[maemo-users] Unix vs Windows security (was Re: Nokia device usage)

From: George Farris farrisg at shaw.ca
Date: Fri Mar 13 07:16:59 EET 2009
On Thu, 2009-03-12 at 22:15 -0600, Mark Haury wrote:
> James Knott wrote:
> Windows doesn't need (never has, and never will) to have the capability for 
> simultaneous users. What would be the point? As PCs continue to shrink in size 
> as they increase in power, it makes a lot more sense for everybody to have their 
> own separate computer and not share someone else's. Home networking is a 
> no-brainer if they want or need to share anything.

The point my friend, would be to separate the different processes such
as apache, postfix, desktop apps etc into different user ids thus
gaining a logical, built in, separation of security boundaries.

> The fact remains that in spite of theories and claims, actual unaided attacks on 
> Windows boxes that are successful are actually quite rare. The ones that are 
> successful are usually because of the gaping security hole between the keyboard 
> and the chair. The so-called holes are exploited in contrived circumstances 
> which are much more difficult to find in the wild.

As evident by the HUGH number of patches we see coming down the pipe for
Windows.  And yes, there are lots of patches for Linux but by far and
wide most of those are for applications not the kernel.

> >>>     
> >> Again, Linux is *NOT* Unix. Regardless, since no one is putting
> >> serious effort into developing viruses and such for it (there's
> >> exactly zero payoff)

No what would be the advantage to getting into such small sites as say
oh Google, Youtube, Facebook, Wikipedia all of which run Linux, not
Windows or Unix for a reason.

Face it Windows is like stacking up books one on top of the other and
standing on the top, after adding about 5 or 6 services it gets pretty
wobbly and fragile.

> >>   
> > There's a lot more in common than different.  You can generally take
> > source code and compile it to run on either.

Way more common and Linux is pulling major market share from Unix.

> As time goes on, Linux becomes more like Windows than like Unix as far as the 
> user experience. There are very compelling reasons for that.
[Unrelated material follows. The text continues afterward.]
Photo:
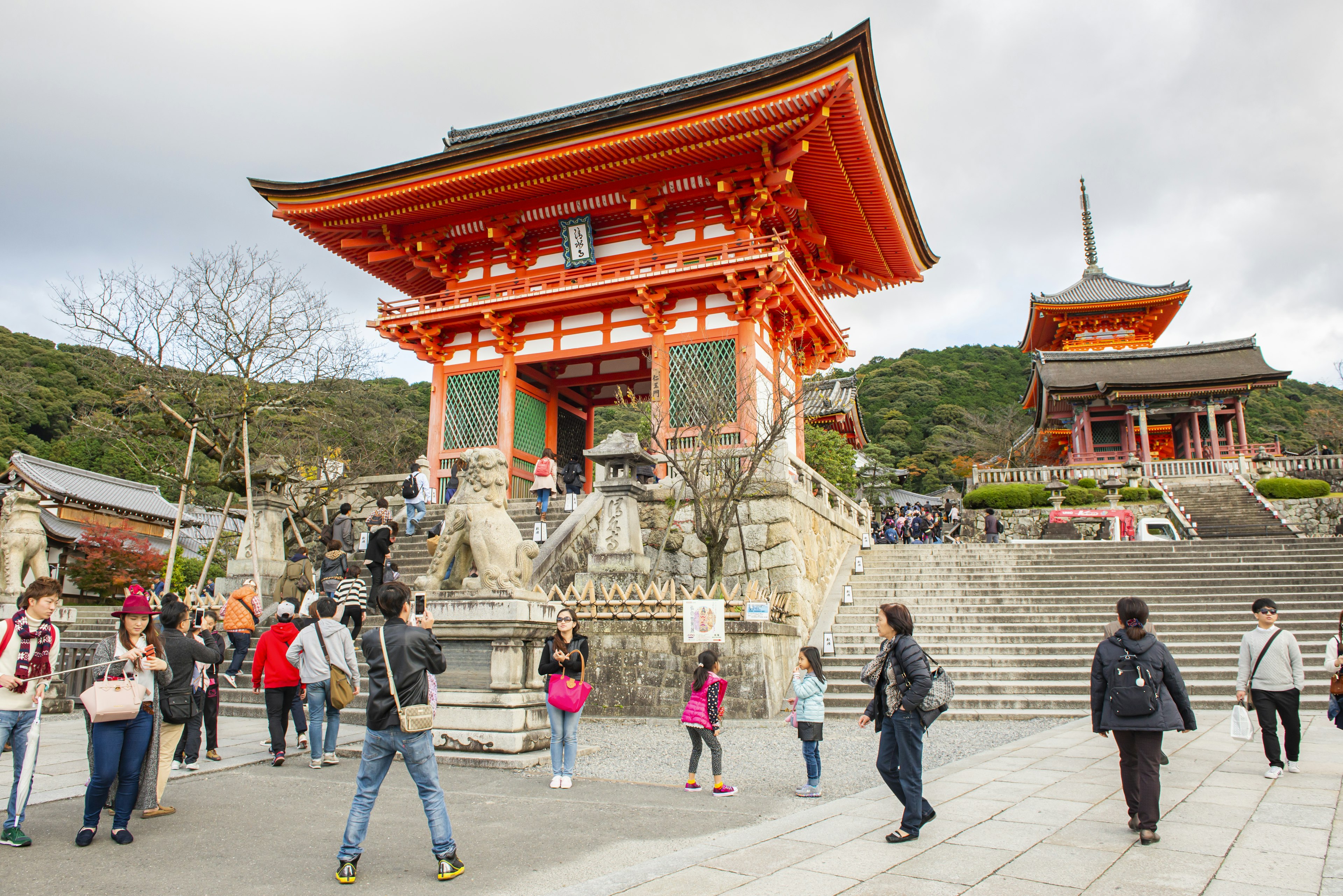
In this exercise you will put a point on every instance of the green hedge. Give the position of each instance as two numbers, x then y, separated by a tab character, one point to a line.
1283	487
1076	495
1008	496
This is just plain not true.  Such as running Linux with only a console,
nothing like Windows.  Look at Linux running on big iron and it's a
different story.

> >> ...and you make it sound so easy to compromise Windows, and so hard to
> >> compromise *Linux* (you keep saying Unix when what you really mean is
> >> Linux...). The reality is somewhat different, and the ease of security
> >> breach is directly related to the operator/owner's actions and
> >> settings rather than the OS.

No the design of the systems are completely different, maybe have a go
at reading Operating Systems, Design and Implementation by Andrew
Tanenbaum, it laid out rather nicely in there.

> I hate Micro$oft and Windows as much as anybody (as much because they've trained 
> society to accept bugs as "normal" than anything else), but I hate even more the 
> fact that I *still* have to waste a significant amount of space on my hard 
> drives for dual-booting into Windows to do the things that Linux can't do. The 
> fact remains that the reason Linux hasn't taken over the world is because it 
> just doesn't meet the needs of most users, especially the less techie ones.

Hmm, first, try running VirtualBox or something similar and forget dual
booting, and second the rest of the computing world seems to be heading
towards the, Yes Linux is good and does meet the needs of most users as
evident by the growing number of users.

90,000 Ubuntu workstations for the French police force tell a different
story, and this is just one of many.